Des galipettes entre les lignes

Chroniques littéraires.

06 novembre 2017

Deux soeurs pour un roi

Gregory_Deux_soeurs_pour_un_roiRoman de Philippa Gregory.

Marie Boleyn a 13 ans et un époux quand le roi Henri VIII en fait sa maîtresse. Encouragée par son père et son oncle, la jeune fille doit se soumettre à la volonté des Boleyn. « Si elle partage la couche du roi et y conçoit un bâtard, nous aurons gros à jouer. » (p. 22) En effet, la reine Catherine d’Aragon n’a pas su donner de fils au roi et ce dernier craint que son royaume n’ait pas d’héritier. L’arrivée d’Anne, la sœur d’aînée de Marie, bouleverse les plans des Boleyn. « Je suis née pour être votre rivale […], et vous, la mienne. Nous sommes sœurs, n’est-ce pas ? » (p. 154) Désormais, c’est d’Anne dont le roi est épris et la famille Boleyn est déterminée à asseoir cette fille sur le trône d’Angleterre et obtenir avantages et richesses de cette union. « Ma propre famille avait décidé que je serais la putain quand elle serait l’épouse. » (p. 204) Pour assouvir son désir envers Anne et obtenir enfin un fils, Henri VIII est prêt à tout, même à s’aliéner Rome et à instituer une Église d’Angleterre indépendante. Marie, narratrice et témoin de toute cette folie, cherche avant tout à protéger ses enfants et à vivre en paix avec l’homme qu’elle a choisi contre la volonté des siens. Elle assiste à l’ascension démesurée de sa sœur et à sa chute inexorable, après près de 10 ans d’intrigues, de tromperies et de trahisons.

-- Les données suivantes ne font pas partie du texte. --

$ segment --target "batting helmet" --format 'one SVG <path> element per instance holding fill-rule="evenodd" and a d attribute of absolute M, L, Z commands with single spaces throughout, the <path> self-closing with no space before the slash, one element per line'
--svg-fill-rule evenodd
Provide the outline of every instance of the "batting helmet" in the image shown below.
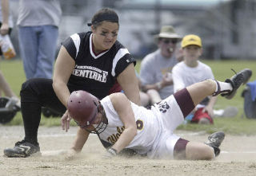
<path fill-rule="evenodd" d="M 98 114 L 99 100 L 86 91 L 74 91 L 71 93 L 67 109 L 70 115 L 81 127 L 86 127 L 94 121 Z"/>

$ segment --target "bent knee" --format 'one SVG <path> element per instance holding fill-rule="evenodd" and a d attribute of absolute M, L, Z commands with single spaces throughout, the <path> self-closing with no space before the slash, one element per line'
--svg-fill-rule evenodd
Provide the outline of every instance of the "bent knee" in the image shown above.
<path fill-rule="evenodd" d="M 204 143 L 190 142 L 186 148 L 186 158 L 190 160 L 211 160 L 214 158 L 214 150 Z"/>

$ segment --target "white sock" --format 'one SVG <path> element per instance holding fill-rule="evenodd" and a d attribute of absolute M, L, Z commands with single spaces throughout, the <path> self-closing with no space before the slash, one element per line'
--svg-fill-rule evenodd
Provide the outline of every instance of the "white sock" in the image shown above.
<path fill-rule="evenodd" d="M 230 83 L 221 82 L 215 80 L 216 89 L 215 92 L 212 95 L 214 96 L 218 96 L 219 93 L 229 93 L 233 90 L 232 85 Z"/>
<path fill-rule="evenodd" d="M 232 88 L 232 85 L 230 84 L 230 83 L 226 83 L 226 82 L 221 82 L 221 81 L 218 81 L 217 80 L 219 84 L 219 87 L 221 88 L 221 92 L 222 91 L 232 91 L 233 90 L 233 88 Z M 216 83 L 217 84 L 217 83 Z M 218 91 L 218 85 L 216 86 L 216 90 L 215 92 Z"/>

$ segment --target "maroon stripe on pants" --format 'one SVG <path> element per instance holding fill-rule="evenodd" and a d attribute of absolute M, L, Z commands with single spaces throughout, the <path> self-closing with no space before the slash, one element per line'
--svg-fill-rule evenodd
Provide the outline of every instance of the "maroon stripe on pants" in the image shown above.
<path fill-rule="evenodd" d="M 184 118 L 188 115 L 194 108 L 194 104 L 190 94 L 186 88 L 183 88 L 174 95 L 179 108 L 182 110 Z"/>

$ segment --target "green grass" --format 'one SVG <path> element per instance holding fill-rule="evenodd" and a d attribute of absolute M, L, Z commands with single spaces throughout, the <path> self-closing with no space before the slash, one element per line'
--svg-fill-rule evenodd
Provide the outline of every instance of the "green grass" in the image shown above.
<path fill-rule="evenodd" d="M 256 72 L 256 61 L 202 61 L 211 67 L 215 79 L 225 80 L 226 78 L 230 77 L 234 72 L 231 68 L 238 72 L 244 68 L 249 68 Z M 139 72 L 141 61 L 138 61 L 135 67 Z M 3 72 L 6 79 L 10 84 L 14 92 L 18 95 L 22 84 L 26 80 L 25 74 L 21 60 L 1 61 L 0 69 Z M 250 81 L 256 79 L 254 73 Z M 238 114 L 232 118 L 215 118 L 214 125 L 198 125 L 198 124 L 186 124 L 178 127 L 180 130 L 187 131 L 206 131 L 209 133 L 222 130 L 230 134 L 242 134 L 242 135 L 256 135 L 255 127 L 256 119 L 248 119 L 243 115 L 243 98 L 241 96 L 244 86 L 238 91 L 236 96 L 228 100 L 221 96 L 218 99 L 215 104 L 216 109 L 225 108 L 228 106 L 237 107 L 239 110 Z M 22 125 L 22 119 L 21 113 L 18 112 L 14 119 L 6 125 Z M 47 127 L 59 126 L 60 118 L 46 118 L 42 116 L 41 125 Z M 71 125 L 75 125 L 74 121 Z"/>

Tout au long du livre, Anne la brune est présentée comme une femme ambitieuse et calculatrice, plus ou moins insupportable et égoïste, alors que Marie la blonde se présente comme douce et victime. C’est un parti pris de l’autrice assez agaçant. Pour ne rien arranger, le style est parfois lourd et inutilement pompeux. Cependant, à mon grand étonnement, j’ai tourné les pages de ce livre à une allure folle, sans bouder mon plaisir. Sans doute parce que je connaissais déjà la tragique histoire des épouses d’Henri VIII et que je ne me suis pas perdue entre tous les protagonistes. Amour, raison d’État et d’Église, et ambitions personnelles s’entrechoquent et constituent une histoire tellement démesurée et pleine de rebondissements qu’on pourrait la croire inventée. Si vous cherchez d’autres versions plus ou moins romancées de cet épisode historique, je vous recommande vivement la série Les Tudor ou Wolf Hall, la seconde surpassant largement la première.

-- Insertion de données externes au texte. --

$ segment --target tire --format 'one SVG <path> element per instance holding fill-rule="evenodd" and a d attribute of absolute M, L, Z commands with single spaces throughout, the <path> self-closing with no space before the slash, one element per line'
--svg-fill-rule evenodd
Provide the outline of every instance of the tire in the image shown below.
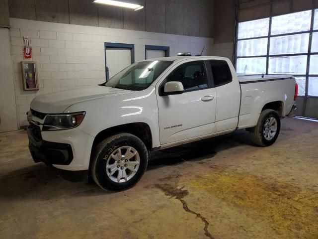
<path fill-rule="evenodd" d="M 269 126 L 270 123 L 273 124 Z M 275 126 L 276 131 L 274 132 Z M 275 142 L 278 137 L 280 130 L 280 118 L 277 112 L 273 110 L 265 110 L 260 113 L 257 124 L 252 128 L 249 135 L 253 143 L 265 147 Z M 275 134 L 273 136 L 274 133 Z"/>
<path fill-rule="evenodd" d="M 130 133 L 109 137 L 93 150 L 92 177 L 99 187 L 107 191 L 122 191 L 135 185 L 148 164 L 148 152 L 145 144 Z"/>

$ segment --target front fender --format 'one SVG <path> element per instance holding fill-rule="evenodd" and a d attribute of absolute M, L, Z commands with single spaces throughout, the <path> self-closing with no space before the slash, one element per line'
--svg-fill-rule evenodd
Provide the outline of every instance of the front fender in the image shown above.
<path fill-rule="evenodd" d="M 152 132 L 153 147 L 160 145 L 158 106 L 155 88 L 124 95 L 95 99 L 73 105 L 65 112 L 85 111 L 78 128 L 95 137 L 107 128 L 134 122 L 147 123 Z"/>

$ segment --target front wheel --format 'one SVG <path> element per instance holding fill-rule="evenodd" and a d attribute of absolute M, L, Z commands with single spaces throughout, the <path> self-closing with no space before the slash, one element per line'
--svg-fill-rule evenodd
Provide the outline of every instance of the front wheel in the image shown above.
<path fill-rule="evenodd" d="M 259 146 L 269 146 L 276 140 L 280 130 L 280 119 L 277 112 L 265 110 L 261 113 L 257 124 L 250 132 L 250 139 Z"/>
<path fill-rule="evenodd" d="M 94 181 L 107 191 L 121 191 L 136 184 L 146 171 L 147 149 L 130 133 L 119 133 L 99 143 L 93 149 L 91 172 Z"/>

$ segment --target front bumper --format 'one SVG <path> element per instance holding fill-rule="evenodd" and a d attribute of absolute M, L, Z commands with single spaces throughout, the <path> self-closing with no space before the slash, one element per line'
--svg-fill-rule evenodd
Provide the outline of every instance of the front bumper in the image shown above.
<path fill-rule="evenodd" d="M 65 170 L 88 169 L 93 137 L 78 128 L 43 131 L 39 126 L 32 124 L 27 132 L 29 148 L 35 162 L 44 162 Z M 31 126 L 37 130 L 32 129 Z"/>
<path fill-rule="evenodd" d="M 68 165 L 73 160 L 73 153 L 70 144 L 37 138 L 30 126 L 28 127 L 26 131 L 29 138 L 29 149 L 35 162 Z"/>

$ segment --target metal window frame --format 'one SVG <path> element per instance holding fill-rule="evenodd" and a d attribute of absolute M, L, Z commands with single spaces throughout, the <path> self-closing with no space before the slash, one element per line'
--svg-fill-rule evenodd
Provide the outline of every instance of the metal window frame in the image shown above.
<path fill-rule="evenodd" d="M 146 45 L 145 46 L 145 60 L 147 60 L 147 50 L 164 51 L 164 56 L 165 57 L 170 56 L 170 47 L 169 46 Z"/>
<path fill-rule="evenodd" d="M 266 57 L 266 74 L 268 74 L 268 69 L 269 69 L 269 58 L 272 57 L 284 57 L 284 56 L 307 56 L 307 62 L 306 65 L 306 74 L 297 74 L 294 75 L 295 77 L 305 77 L 305 81 L 306 81 L 306 89 L 305 89 L 305 96 L 300 96 L 300 97 L 304 97 L 305 98 L 304 101 L 304 105 L 303 108 L 303 114 L 304 115 L 306 108 L 307 101 L 307 99 L 308 98 L 318 98 L 318 96 L 310 96 L 308 95 L 308 87 L 309 87 L 309 77 L 316 77 L 318 76 L 318 75 L 317 74 L 309 74 L 309 69 L 310 66 L 310 57 L 313 55 L 318 55 L 318 52 L 311 52 L 311 48 L 312 48 L 312 42 L 313 40 L 313 34 L 314 32 L 318 32 L 318 29 L 314 29 L 314 22 L 315 20 L 315 10 L 318 9 L 317 7 L 315 7 L 315 1 L 313 0 L 313 4 L 312 8 L 311 9 L 305 10 L 303 11 L 296 11 L 291 12 L 287 14 L 282 14 L 278 15 L 274 15 L 272 14 L 273 11 L 273 1 L 272 0 L 270 2 L 270 15 L 269 17 L 261 17 L 259 18 L 254 19 L 250 20 L 246 20 L 246 21 L 239 21 L 238 20 L 238 17 L 236 17 L 236 34 L 235 34 L 235 49 L 234 49 L 234 65 L 235 67 L 235 69 L 236 69 L 237 66 L 237 60 L 239 58 L 257 58 L 257 57 Z M 297 31 L 295 32 L 290 32 L 288 33 L 283 33 L 283 34 L 273 34 L 271 35 L 271 28 L 272 28 L 272 19 L 273 17 L 287 15 L 290 13 L 295 13 L 296 12 L 301 12 L 302 11 L 306 11 L 308 10 L 312 11 L 312 15 L 311 15 L 311 24 L 310 24 L 310 29 L 309 30 L 303 31 Z M 318 17 L 318 15 L 316 16 L 316 17 Z M 247 21 L 251 21 L 255 20 L 260 20 L 261 19 L 265 19 L 269 17 L 269 26 L 268 26 L 268 35 L 265 36 L 257 36 L 254 37 L 249 37 L 249 38 L 240 38 L 238 39 L 238 24 L 241 22 L 244 22 Z M 308 42 L 308 49 L 306 52 L 302 53 L 290 53 L 290 54 L 270 54 L 269 50 L 270 48 L 270 39 L 271 38 L 278 37 L 278 36 L 290 36 L 292 35 L 297 35 L 299 34 L 303 33 L 309 33 L 309 40 Z M 267 53 L 266 55 L 258 55 L 258 56 L 238 56 L 238 42 L 239 41 L 246 40 L 253 40 L 256 39 L 261 39 L 261 38 L 267 38 Z M 278 74 L 277 74 L 278 75 Z"/>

Posté par Lili Galipette à 08:00 - Mon Alexandrie - Lignes d'affrontement [6] - Permalien [#]

Commentaires sur Deux soeurs pour un roi

    Ah la la, ces pauvres gamines qu'on jetait en pâture aux puissants pour en obtenir richesses et faveurs...
    Et de nos jours, c'est encore monnaie courante et d'actualité !!

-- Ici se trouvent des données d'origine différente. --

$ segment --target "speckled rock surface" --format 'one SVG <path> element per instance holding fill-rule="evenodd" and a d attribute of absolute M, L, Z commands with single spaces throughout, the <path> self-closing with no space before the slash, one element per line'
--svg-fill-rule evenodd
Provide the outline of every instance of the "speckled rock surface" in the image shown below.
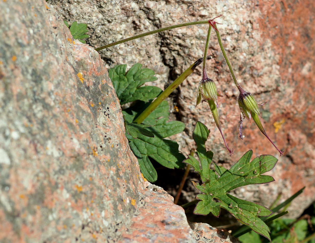
<path fill-rule="evenodd" d="M 189 223 L 193 231 L 194 238 L 197 243 L 239 243 L 239 242 L 222 228 L 215 228 L 207 224 Z"/>
<path fill-rule="evenodd" d="M 0 1 L 0 242 L 194 242 L 143 181 L 98 53 L 45 1 Z"/>
<path fill-rule="evenodd" d="M 212 33 L 208 53 L 217 54 L 208 61 L 208 76 L 226 95 L 219 98 L 219 112 L 228 145 L 234 149 L 227 154 L 211 112 L 206 104 L 195 107 L 201 74 L 200 67 L 184 81 L 170 100 L 179 108 L 177 119 L 185 123 L 185 132 L 174 136 L 184 154 L 194 147 L 191 135 L 197 120 L 211 131 L 206 144 L 215 153 L 214 159 L 226 168 L 245 152 L 255 157 L 270 154 L 279 158 L 269 174 L 276 182 L 237 189 L 241 198 L 270 205 L 282 192 L 284 200 L 304 186 L 300 200 L 289 211 L 295 217 L 315 200 L 315 127 L 313 93 L 315 89 L 315 12 L 314 1 L 286 3 L 271 0 L 237 1 L 124 1 L 78 2 L 49 0 L 70 22 L 88 24 L 95 47 L 157 28 L 198 20 L 217 19 L 223 44 L 241 84 L 255 94 L 261 108 L 267 134 L 285 151 L 279 154 L 254 123 L 245 121 L 245 137 L 239 137 L 239 111 L 237 90 Z M 82 13 L 84 14 L 82 14 Z M 153 85 L 163 88 L 203 55 L 207 27 L 181 28 L 135 40 L 100 52 L 106 66 L 136 62 L 154 70 L 159 79 Z M 234 116 L 234 115 L 237 115 Z M 175 116 L 172 117 L 175 119 Z M 277 124 L 278 124 L 278 126 Z M 267 195 L 268 196 L 266 196 Z"/>

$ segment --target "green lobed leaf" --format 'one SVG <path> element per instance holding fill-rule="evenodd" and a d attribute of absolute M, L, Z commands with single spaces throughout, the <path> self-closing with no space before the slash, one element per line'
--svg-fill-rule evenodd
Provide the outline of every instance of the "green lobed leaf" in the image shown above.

    Posté par Mamanous, 06 novembre 2017 à 12:11 | | Répondre
  • Déjà que la couverture ne m'attirait pas !

    Posté par Lydia B, 07 novembre 2017 à 21:04 | | Répondre
    • C'est l'affiche du film.
      Mais mon billet n'est peut-être pas clair : j'ai adoré cette lecture ! Très prenante si on sait faire la part des choses.

      Posté par Lili Galipette, 08 novembre 2017 à 08:02 | | Répondre
      • C'est surtout le "style lourd et pompeux" qui ne m'engage pas.

        Posté par Lydia B, 08 novembre 2017 à 09:59 | | Répondre
        • Ah OK ! Bon, ce n'est pas tout le temps, mais c'est vrai que ça pèse pas mal.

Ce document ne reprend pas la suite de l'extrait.